2. DFS with Memoization

Intuition

The key observation: the longest path starting from (i, j) is always the same regardless of how we got there — because we only move to strictly larger values, there are no cycles. This means we can safely cache dp[i][j] = longest increasing path starting at (i, j).
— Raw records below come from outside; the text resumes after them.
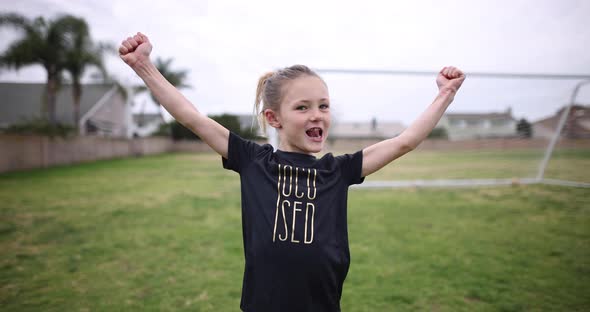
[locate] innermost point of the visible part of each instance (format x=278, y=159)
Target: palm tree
x=44, y=43
x=82, y=53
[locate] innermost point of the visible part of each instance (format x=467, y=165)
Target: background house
x=577, y=124
x=465, y=126
x=102, y=107
x=346, y=130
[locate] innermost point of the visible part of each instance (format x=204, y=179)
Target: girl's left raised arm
x=378, y=155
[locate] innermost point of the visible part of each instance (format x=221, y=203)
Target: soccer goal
x=502, y=128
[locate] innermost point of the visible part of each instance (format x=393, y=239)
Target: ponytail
x=259, y=102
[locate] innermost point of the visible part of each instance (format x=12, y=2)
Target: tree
x=44, y=43
x=524, y=128
x=82, y=53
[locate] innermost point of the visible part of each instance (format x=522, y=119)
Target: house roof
x=487, y=116
x=22, y=101
x=376, y=129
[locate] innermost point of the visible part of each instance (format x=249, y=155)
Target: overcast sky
x=227, y=45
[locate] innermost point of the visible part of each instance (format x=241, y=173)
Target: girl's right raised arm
x=135, y=51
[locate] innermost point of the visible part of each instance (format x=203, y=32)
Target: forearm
x=419, y=129
x=380, y=154
x=166, y=94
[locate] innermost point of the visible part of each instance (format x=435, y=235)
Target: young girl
x=293, y=204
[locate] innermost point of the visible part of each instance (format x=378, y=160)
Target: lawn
x=163, y=233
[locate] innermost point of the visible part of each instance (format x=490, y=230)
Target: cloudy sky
x=226, y=45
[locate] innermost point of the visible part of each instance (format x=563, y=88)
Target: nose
x=316, y=115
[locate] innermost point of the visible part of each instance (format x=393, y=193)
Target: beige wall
x=27, y=152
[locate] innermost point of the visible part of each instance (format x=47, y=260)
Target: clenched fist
x=450, y=79
x=135, y=50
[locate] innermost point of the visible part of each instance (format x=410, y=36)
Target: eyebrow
x=309, y=102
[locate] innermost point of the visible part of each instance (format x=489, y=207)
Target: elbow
x=407, y=145
x=406, y=148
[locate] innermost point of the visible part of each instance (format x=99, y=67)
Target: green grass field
x=163, y=233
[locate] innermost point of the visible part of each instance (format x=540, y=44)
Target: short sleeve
x=352, y=167
x=240, y=152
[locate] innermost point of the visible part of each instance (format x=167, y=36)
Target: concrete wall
x=349, y=146
x=27, y=152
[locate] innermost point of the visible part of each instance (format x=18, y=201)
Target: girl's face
x=304, y=116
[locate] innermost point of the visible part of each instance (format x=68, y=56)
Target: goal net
x=501, y=129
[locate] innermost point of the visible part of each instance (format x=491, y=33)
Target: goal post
x=485, y=144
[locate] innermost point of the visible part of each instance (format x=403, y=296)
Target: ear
x=272, y=118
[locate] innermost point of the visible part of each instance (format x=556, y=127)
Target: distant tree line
x=231, y=122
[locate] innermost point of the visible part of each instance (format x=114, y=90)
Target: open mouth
x=315, y=133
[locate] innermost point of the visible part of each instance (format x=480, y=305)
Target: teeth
x=314, y=132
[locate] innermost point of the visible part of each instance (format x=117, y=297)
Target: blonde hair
x=269, y=92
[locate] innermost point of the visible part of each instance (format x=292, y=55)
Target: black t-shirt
x=294, y=226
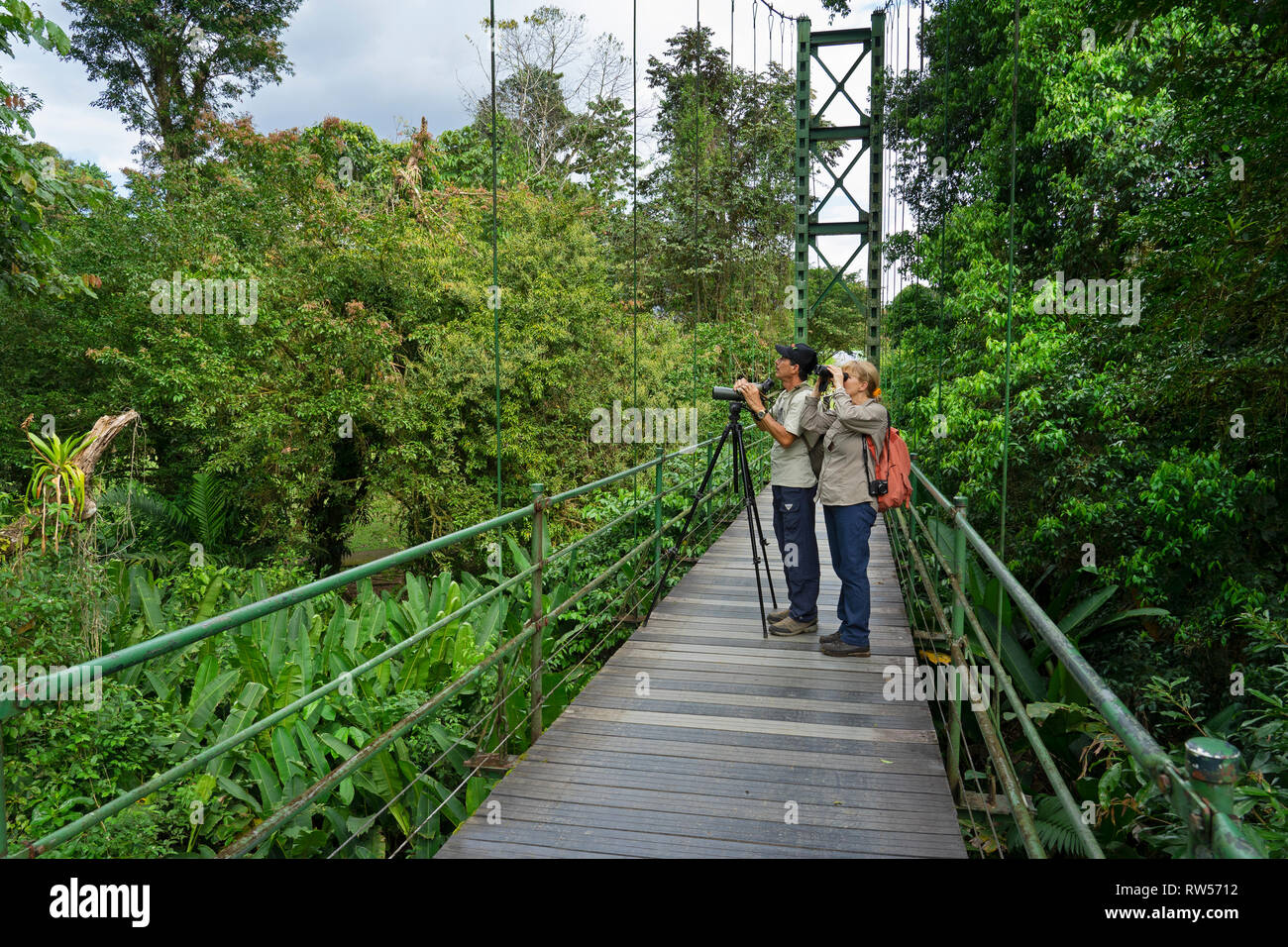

Once computed, reuse it.

Algorithm

  1. Create a dp table of zeros.
  2. For each cell (i, j), call dfs(i, j).
  3. In dfs(i, j): if dp[i][j] is already computed, return it.
  4. Otherwise, check all 4 neighbours that are in bounds and strictly greater.
  5. dp[i][j] = 1 + max(dfs(neighbour)) over valid neighbours.
  6. Return dp[i][j].

Solution

def longestIncreasingPath(matrix):
    if not matrix:
        return 0
    m, n = len(matrix), len(matrix[0])
    dp = [[0] * n for _ in range(m)]
    dirs = [(0, 1), (0, -1), (1, 0), (-1, 0)]

    def dfs(i, j):
        if dp[i][j]:
            return dp[i][j]
        best = 1
        for di, dj in dirs:
            ni, nj = i + di, j + dj
            if 0 <= ni < m and 0 <= nj < n and matrix[ni][nj] > matrix[i][j]:
                best = max(best, 1 + dfs(ni, nj))
        dp[i][j] = best
        return best

    ans = 0
    for i in range(m):
        for j in range(n):
            ans = max(ans, dfs(i, j))
    return ans


print(longestIncreasingPath([[9, 9, 4], [6, 6, 8], [2, 1, 1]]))   # 4
print(longestIncreasingPath([[3, 4, 5], [3, 2, 6], [2, 2, 1]]))   # 4
print(longestIncreasingPath([[1]]))                                  # 1
print(longestIncreasingPath([[1, 2], [3, 4]]))                      # 3 (1→2→4 or 1→3→4)

Complexity

  • Time: O(m * n) — each cell computed exactly once
  • Space: O(m * n) — dp table + recursion stack

Common Pitfalls

Using a visited set instead of memoization. You don’t need a visited set here — the strictly increasing constraint already prevents cycles. If you add one, it will interfere with the memoization by blocking valid paths that visit a cell from a different direction.

Checking < instead of <=. The path must be strictly increasing, so matrix[ni][nj] > matrix[i][j]. Using >= would allow equal values and could create infinite loops.

Initialising dp with 0 and misreading the cache. We check if dp[i][j] to detect a cached result. Since paths have length at least 1, dp[i][j] = 0 means “not yet computed” — safe to use. If your grid had valid 0-length results, you’d need a sentinel like -1 instead.